Der zivile Widerstand, der sich in Unterschriftenaktionen, Demonstrationen und Referenden artikuliere, stoße jedoch auf große Hindernisse, zumal die Macht im Herzen des Imperialismus bei der extremen Rechten läge und sich die Bürger in der Ohnmacht ihrer Ansprüche als bloße Konsumenten begriffen. Gerson verbindet mit der Occupy-Bewegung durchaus die Hoffnung, daß sich der US-Bürger vom reinen Konsumstreben emanzipiere, das mit dazu beitrüge, daß die Politik von undemokratischen Machtblöcken militärisch-administrativer Art dominiert werde. Dies illustrierte er mit damit, daß bei der Abstimmung zum Abzug aus Afghanistan im US-Kongreß nur ein Mitglied des Repräsentantenhauses dafür stimmte, die Ausgaben für das Militär einzufrieren.

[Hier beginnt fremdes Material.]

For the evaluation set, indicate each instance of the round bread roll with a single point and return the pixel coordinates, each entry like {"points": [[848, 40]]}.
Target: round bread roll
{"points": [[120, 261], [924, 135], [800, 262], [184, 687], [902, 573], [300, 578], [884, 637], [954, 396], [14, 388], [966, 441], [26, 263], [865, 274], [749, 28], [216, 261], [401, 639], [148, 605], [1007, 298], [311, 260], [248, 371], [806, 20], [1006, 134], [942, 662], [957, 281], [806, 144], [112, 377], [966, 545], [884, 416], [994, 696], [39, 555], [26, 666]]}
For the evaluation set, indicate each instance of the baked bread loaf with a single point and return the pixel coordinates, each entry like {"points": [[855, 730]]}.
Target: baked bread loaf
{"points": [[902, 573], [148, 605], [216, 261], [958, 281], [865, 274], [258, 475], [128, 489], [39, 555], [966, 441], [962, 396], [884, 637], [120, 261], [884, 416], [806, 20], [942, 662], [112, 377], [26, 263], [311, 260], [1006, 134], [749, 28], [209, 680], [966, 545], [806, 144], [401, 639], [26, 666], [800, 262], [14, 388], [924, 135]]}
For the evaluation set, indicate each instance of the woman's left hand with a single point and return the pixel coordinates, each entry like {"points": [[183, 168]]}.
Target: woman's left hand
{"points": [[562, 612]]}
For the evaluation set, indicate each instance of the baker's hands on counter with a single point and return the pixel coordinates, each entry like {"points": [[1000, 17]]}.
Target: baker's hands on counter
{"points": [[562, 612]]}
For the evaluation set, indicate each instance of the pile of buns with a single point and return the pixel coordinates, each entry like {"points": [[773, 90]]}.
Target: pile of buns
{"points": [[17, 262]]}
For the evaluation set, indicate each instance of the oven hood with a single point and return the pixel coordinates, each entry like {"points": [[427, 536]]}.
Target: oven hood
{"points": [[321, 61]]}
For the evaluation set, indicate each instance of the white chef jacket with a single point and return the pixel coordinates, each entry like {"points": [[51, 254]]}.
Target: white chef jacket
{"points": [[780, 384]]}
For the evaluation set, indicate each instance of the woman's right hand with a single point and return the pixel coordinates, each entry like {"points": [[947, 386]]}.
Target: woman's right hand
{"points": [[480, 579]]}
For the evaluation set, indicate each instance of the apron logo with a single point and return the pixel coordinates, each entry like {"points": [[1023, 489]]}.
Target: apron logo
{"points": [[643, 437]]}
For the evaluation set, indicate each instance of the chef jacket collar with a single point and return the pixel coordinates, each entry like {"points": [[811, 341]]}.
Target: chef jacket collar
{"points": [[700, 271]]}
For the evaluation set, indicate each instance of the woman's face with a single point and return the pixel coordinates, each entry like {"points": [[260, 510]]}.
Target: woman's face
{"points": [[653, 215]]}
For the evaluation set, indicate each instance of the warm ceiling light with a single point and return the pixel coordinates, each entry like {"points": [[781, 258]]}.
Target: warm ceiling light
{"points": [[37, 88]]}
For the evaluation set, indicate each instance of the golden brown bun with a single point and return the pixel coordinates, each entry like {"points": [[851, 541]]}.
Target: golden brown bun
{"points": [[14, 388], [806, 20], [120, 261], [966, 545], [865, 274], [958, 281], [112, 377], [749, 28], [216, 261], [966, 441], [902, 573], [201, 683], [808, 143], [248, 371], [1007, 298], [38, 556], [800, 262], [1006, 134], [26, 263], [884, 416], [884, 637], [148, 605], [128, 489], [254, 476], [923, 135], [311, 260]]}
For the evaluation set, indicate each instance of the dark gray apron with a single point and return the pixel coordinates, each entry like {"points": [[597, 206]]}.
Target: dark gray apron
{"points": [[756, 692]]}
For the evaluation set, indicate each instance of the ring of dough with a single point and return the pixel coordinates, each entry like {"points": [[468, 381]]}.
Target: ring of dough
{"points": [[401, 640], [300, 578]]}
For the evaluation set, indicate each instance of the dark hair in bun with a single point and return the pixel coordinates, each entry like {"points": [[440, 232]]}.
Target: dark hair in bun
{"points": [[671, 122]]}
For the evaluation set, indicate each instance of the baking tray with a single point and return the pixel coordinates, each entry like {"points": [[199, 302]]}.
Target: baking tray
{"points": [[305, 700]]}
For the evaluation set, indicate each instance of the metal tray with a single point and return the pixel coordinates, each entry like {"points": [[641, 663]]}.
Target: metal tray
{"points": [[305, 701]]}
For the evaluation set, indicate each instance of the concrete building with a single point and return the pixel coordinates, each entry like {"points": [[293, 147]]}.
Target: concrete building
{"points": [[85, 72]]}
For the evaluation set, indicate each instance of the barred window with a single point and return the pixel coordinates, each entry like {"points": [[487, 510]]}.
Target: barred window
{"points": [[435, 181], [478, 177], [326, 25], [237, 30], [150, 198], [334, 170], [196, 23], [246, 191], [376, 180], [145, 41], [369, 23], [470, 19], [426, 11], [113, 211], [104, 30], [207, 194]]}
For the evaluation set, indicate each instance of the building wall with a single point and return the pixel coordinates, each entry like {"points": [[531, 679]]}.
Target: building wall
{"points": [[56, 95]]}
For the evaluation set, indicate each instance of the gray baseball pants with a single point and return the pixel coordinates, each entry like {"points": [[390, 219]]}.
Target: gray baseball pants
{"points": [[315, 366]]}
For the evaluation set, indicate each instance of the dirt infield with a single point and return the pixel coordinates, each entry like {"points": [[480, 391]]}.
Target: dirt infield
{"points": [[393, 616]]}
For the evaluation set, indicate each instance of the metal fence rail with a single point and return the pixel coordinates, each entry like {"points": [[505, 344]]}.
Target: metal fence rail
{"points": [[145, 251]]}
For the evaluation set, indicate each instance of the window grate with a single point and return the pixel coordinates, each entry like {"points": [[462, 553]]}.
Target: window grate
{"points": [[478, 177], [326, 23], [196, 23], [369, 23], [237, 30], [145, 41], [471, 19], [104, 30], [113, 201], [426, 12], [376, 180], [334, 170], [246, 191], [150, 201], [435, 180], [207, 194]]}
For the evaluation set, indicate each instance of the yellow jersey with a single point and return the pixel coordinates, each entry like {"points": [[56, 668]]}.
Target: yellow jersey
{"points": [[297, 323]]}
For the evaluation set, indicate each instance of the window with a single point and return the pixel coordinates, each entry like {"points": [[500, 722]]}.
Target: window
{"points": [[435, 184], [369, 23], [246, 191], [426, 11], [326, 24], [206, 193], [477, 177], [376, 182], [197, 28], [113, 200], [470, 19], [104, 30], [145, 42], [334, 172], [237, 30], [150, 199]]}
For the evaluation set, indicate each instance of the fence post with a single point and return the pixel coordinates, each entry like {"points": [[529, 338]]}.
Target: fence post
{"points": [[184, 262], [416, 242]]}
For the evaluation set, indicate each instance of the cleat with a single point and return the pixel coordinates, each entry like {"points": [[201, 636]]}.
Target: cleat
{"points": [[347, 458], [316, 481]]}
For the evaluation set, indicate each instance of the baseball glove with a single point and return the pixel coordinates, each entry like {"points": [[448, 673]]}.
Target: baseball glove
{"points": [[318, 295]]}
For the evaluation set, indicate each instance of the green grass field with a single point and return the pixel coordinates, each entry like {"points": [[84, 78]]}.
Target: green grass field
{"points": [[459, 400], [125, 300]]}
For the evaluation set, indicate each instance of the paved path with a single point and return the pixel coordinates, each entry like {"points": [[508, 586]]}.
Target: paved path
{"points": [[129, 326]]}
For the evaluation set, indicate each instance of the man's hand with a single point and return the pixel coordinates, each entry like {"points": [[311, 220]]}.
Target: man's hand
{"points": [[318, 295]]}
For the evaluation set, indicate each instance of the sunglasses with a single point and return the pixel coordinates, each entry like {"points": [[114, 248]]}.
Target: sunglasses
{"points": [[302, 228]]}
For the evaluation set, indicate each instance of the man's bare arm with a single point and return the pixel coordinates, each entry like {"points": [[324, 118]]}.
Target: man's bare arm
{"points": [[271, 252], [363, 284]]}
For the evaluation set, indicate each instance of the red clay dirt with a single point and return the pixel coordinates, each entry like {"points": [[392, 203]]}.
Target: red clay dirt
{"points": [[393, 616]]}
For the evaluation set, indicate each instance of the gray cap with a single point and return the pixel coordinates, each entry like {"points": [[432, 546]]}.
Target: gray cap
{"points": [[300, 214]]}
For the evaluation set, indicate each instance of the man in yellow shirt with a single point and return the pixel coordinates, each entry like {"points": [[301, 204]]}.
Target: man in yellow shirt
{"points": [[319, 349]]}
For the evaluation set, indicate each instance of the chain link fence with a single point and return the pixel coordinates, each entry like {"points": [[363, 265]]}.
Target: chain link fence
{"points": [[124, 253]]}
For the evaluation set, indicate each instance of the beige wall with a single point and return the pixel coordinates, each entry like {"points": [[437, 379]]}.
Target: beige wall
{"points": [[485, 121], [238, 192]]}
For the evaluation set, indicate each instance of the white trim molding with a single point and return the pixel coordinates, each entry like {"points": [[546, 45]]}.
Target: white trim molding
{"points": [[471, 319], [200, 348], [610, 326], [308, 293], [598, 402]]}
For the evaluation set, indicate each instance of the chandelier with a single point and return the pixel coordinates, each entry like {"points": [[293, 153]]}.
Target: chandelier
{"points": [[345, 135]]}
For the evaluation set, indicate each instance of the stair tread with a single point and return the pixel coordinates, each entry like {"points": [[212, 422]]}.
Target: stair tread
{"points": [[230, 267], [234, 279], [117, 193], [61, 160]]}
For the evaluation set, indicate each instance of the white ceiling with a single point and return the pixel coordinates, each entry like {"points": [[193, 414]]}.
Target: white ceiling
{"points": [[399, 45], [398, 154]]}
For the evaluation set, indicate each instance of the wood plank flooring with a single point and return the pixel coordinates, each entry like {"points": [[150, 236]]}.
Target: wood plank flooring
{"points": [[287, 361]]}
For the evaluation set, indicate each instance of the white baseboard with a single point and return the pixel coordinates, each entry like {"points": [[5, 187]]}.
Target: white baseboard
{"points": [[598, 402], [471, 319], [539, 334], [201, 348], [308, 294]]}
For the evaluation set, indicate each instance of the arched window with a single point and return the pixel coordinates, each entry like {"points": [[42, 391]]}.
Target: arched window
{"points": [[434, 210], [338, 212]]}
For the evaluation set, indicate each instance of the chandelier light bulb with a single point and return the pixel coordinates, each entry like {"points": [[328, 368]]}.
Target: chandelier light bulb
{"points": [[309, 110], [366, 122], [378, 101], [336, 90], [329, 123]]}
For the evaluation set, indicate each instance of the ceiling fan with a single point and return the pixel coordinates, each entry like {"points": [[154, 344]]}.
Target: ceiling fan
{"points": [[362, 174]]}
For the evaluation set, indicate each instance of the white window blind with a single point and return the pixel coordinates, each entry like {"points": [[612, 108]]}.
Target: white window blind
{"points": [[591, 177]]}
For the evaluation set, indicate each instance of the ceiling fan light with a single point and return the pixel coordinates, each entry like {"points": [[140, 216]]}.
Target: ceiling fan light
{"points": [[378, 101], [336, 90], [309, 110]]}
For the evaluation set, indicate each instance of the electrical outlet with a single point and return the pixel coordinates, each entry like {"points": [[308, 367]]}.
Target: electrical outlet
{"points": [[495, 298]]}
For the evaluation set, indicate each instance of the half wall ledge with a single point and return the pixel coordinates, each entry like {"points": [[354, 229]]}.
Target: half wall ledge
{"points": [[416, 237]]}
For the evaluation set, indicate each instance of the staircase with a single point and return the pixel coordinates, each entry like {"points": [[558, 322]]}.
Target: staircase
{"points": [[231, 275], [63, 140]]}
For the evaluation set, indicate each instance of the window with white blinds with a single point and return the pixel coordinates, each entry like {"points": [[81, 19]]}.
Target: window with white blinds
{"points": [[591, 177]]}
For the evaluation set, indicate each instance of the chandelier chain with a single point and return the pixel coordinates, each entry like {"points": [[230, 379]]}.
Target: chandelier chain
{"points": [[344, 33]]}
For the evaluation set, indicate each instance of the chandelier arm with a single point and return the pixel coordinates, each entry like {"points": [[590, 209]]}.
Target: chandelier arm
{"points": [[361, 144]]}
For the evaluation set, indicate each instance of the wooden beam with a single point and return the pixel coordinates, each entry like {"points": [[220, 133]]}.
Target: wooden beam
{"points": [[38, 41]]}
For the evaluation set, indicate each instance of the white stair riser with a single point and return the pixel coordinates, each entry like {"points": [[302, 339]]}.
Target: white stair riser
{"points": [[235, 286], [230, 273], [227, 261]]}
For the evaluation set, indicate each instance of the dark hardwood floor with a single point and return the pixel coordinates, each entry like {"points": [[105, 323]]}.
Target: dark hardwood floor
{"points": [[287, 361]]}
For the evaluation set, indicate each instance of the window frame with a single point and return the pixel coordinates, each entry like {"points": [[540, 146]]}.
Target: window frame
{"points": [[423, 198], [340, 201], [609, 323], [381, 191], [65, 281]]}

Um die Errichtung einer dauerhaften Kriegs- und Krisengesellschaft zu verhindern, sei seiner Ansicht nach vor allem Aufklärung vonnöten, da viele Menschen in den USA um die Zusammenhänge zwischen Militarismus und ökonomischem Maßnahmenregime in Unkenntnis gehalten würden. Im Mai 2012 findet das Gipfeltreffen der NATO in Chicago statt. Aus diesem Anlaß sei eine Reihe von Gegeninitiativen geplant, wie zum Beispiel ein ziviles Netzwerk, das sich für eine NATO-freie Welt einsetzt. Diese Aktivisten würden besonders Bildungsangebote, Aufklärungskonferenzen und Sozialforen quer durch das Land organisieren, der Notwendigkeit gehorchend, die friedenspolitische Arbeit noch stärker als bisher zu vernetzen. Nicht unerwähnt ließ Gerson dabei, daß die Occupy-Bewegung schon jetzt eine enorme Wirkung und Aussagekraft in der Gesellschaft entfachte, die den gesellschaftlichen Diskurs verändert und Themen wie ökonomische Gerechtigkeit und Kritik gegenüber Programmen des restriktiven Sozialabbaus wieder ins Offene des gleichberechtigten Diskurses zurückgebracht habe.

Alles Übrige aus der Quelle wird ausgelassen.